At this point, Rajan produces credit growth charts (reproduced with the full note below) of private banks vs public sector banks with respect to non-food credit growth, industry, MSMEs, Agriculture, Personal loans and housing, from which he concludes:
"What we see here is a slowdown in lending by public sector banks vis a vis private sector banks"
"The reality is that public sector banks slowed lending to the sectors where they were seeing large NPAs but not in sectors where NPAs were low"
"The fact that the public sector bank credit slowdown to industry dates from early 2014 suggests that the bank cleanup, which started in earnest in the second half of fiscal year 2015, was not the cause"
"Indeed, the slowdown is best attributed to over-burdened public sector bank balance sheets and growing risk aversion in public sector bankers. Their aversion to increasing their activity can be seen in the rapid slowdown of their deposit growth also, relative to private sector banks. After all, why would public sector banks raise deposits aggressively if they are unwilling to lend?"

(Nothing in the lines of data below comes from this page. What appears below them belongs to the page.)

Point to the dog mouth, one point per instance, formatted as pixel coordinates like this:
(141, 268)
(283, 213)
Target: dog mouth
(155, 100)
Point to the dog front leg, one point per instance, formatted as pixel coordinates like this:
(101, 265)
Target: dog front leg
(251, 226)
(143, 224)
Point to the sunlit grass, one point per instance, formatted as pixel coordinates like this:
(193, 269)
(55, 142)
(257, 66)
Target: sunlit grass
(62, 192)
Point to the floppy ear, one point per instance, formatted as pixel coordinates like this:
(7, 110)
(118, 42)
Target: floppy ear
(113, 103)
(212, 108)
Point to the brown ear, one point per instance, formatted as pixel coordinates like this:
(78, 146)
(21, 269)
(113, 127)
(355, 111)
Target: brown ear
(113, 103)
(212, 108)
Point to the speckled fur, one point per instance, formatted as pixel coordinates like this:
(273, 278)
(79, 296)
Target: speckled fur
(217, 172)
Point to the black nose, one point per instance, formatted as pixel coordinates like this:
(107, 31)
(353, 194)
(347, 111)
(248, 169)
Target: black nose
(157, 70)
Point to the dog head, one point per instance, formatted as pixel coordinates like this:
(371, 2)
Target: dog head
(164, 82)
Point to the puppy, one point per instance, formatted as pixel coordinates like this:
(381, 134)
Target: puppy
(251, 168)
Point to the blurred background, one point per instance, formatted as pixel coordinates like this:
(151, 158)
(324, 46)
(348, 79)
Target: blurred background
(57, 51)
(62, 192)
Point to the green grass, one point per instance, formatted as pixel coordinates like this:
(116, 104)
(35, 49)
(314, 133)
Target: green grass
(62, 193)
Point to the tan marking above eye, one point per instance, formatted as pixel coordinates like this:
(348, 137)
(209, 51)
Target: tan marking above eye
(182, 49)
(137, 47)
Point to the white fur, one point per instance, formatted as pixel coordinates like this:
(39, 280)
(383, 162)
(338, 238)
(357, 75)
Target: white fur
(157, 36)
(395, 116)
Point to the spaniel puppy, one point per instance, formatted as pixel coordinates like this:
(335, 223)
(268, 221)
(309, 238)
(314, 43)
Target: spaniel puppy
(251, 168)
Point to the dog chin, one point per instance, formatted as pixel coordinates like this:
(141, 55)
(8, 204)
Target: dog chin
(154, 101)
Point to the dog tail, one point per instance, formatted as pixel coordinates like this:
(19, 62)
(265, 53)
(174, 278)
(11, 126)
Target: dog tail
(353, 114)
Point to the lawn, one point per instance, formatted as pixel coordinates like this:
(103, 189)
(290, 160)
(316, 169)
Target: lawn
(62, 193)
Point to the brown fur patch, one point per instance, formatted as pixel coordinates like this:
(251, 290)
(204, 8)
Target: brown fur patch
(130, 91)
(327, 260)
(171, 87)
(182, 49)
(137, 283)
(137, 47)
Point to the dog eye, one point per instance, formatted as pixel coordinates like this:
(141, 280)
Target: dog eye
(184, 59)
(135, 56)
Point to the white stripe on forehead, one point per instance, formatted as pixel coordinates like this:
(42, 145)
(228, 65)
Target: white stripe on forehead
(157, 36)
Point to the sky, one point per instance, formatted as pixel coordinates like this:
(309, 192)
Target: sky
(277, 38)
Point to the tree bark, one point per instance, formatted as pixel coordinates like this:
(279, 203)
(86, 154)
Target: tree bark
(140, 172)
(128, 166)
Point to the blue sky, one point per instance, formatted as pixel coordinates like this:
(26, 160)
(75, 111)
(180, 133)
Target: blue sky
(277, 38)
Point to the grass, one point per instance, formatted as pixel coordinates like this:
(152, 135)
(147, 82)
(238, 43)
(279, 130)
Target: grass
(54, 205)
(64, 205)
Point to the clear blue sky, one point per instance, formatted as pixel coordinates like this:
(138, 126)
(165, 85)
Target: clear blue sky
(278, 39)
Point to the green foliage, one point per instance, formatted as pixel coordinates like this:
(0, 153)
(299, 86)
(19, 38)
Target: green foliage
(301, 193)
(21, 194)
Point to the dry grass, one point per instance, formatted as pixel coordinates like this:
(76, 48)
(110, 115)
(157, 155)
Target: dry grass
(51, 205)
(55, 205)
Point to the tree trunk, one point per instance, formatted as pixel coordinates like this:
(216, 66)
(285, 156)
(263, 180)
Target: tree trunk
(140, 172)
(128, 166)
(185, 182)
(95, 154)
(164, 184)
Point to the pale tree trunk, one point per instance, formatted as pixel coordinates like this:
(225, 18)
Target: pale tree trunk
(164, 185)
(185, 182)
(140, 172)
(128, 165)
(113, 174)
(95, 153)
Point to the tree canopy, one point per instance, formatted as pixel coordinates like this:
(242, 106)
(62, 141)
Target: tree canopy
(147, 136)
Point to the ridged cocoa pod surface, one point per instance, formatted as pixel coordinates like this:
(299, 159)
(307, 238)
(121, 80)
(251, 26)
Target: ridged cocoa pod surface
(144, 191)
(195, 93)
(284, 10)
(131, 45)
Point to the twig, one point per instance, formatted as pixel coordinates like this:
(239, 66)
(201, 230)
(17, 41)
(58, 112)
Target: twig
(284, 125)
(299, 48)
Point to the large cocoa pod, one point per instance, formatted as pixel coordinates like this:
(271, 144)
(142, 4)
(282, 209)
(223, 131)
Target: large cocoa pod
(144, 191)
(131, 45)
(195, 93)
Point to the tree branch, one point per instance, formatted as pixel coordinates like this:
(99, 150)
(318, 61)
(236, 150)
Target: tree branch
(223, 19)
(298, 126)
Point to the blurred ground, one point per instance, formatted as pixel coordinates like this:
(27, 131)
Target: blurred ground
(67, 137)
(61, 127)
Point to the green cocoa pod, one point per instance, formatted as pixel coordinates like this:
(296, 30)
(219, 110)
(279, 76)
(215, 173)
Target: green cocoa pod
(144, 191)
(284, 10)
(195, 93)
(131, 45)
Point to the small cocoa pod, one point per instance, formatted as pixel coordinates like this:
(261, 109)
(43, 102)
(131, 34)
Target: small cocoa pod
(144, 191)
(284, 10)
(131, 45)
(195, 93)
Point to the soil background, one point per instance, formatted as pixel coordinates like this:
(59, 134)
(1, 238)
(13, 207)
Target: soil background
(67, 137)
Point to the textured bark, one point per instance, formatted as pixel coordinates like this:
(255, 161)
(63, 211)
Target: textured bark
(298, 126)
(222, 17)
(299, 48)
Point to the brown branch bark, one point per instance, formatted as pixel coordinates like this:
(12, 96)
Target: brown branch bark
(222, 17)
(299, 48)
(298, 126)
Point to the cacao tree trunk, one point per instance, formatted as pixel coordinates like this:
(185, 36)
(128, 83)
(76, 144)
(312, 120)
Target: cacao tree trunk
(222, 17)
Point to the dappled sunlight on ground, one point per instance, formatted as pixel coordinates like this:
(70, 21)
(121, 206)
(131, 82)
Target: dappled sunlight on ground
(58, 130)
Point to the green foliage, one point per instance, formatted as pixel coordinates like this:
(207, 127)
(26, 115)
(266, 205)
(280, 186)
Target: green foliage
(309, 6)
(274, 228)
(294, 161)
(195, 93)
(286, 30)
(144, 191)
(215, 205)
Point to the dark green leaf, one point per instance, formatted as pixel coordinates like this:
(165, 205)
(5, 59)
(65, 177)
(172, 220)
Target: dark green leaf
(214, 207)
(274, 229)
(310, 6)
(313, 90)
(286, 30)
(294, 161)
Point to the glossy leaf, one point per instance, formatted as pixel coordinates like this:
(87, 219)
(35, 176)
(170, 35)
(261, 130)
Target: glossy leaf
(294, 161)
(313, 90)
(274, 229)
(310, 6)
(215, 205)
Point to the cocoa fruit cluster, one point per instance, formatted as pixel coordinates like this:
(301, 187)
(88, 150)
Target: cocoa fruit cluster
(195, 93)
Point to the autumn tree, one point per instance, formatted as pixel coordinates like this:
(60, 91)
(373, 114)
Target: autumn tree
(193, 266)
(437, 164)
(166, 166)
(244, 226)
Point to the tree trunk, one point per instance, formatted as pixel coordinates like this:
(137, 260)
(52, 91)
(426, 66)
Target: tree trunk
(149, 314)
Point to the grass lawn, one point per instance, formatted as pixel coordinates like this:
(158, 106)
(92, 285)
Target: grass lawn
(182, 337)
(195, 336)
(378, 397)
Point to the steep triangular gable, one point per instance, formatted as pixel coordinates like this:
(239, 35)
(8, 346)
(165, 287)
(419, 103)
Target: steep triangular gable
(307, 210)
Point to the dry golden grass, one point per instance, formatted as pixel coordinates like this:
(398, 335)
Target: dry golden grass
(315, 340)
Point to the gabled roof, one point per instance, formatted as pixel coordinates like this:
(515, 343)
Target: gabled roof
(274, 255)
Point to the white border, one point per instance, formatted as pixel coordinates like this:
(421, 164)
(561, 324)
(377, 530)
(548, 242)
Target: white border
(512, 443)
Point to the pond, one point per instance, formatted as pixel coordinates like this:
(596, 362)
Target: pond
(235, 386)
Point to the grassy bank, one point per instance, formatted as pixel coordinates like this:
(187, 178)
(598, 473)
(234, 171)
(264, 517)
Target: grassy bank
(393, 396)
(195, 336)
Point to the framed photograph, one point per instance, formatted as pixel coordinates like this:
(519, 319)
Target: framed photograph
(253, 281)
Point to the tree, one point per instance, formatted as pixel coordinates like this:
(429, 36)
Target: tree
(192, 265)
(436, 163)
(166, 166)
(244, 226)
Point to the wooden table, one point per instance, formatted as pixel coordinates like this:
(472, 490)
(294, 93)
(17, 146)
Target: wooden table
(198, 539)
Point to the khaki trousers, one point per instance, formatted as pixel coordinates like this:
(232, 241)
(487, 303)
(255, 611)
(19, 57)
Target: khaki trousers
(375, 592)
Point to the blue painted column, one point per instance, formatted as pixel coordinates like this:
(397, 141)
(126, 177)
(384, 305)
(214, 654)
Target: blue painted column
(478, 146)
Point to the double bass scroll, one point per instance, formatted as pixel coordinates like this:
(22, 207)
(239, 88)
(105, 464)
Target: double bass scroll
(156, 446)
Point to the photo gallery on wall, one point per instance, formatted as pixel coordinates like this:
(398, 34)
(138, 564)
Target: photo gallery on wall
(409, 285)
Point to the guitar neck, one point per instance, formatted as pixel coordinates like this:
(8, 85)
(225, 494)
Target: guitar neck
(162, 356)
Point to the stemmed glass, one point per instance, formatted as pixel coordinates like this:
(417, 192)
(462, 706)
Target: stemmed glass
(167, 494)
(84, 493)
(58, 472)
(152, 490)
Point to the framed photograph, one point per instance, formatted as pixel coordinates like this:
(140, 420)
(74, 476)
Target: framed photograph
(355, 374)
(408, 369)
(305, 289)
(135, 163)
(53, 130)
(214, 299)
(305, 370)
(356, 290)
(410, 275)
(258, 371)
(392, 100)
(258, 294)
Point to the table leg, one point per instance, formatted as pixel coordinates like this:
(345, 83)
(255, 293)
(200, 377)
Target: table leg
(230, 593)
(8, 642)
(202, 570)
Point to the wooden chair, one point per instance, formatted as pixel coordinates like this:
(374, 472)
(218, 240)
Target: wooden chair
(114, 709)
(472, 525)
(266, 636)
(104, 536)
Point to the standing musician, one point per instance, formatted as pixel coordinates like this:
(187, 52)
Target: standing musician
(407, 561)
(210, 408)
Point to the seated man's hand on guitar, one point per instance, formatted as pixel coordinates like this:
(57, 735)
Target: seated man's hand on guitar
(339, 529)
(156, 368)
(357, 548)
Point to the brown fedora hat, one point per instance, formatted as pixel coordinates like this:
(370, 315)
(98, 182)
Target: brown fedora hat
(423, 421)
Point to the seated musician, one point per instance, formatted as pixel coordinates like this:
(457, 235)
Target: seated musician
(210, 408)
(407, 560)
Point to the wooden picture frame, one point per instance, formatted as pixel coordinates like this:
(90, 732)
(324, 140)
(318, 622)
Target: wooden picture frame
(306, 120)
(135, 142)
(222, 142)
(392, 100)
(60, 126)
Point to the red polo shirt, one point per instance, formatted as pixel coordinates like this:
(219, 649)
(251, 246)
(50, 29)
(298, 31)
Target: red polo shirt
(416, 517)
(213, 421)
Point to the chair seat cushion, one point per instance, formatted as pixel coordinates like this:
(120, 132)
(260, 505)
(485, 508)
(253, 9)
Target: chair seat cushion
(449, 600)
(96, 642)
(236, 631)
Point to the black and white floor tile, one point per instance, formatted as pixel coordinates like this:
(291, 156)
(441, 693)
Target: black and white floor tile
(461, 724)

His final assessment is that this is 'classic behaviour' and he also presents a solution, which he pointedly says isn't a "foreign solution", likely in reference to a certain allegation made against him:
"In sum, the Indian evidence, supported by the experiences from other parts of the world such as Europe and Japan, suggests that what we were seeing was classic behavior by a banking system with balance sheet problems. We were able to identify the effects because parts of our banking system – the private banks -- did not suffer as much from such problems. The obvious remedy to anyone with an open mind would be to tackle the source of the problem – to clean the balance sheets of public sector banks, a remedy that has worked well in other countries where it has been implemented. This is not a “foreign” solution, it is an economically sensible solution. It is something that has been repeatedly flagged by the government’s own Economic Survey, under the guidance of the respected Dr. Arvind Subramanian. Clean up was part of the solution, not the problem."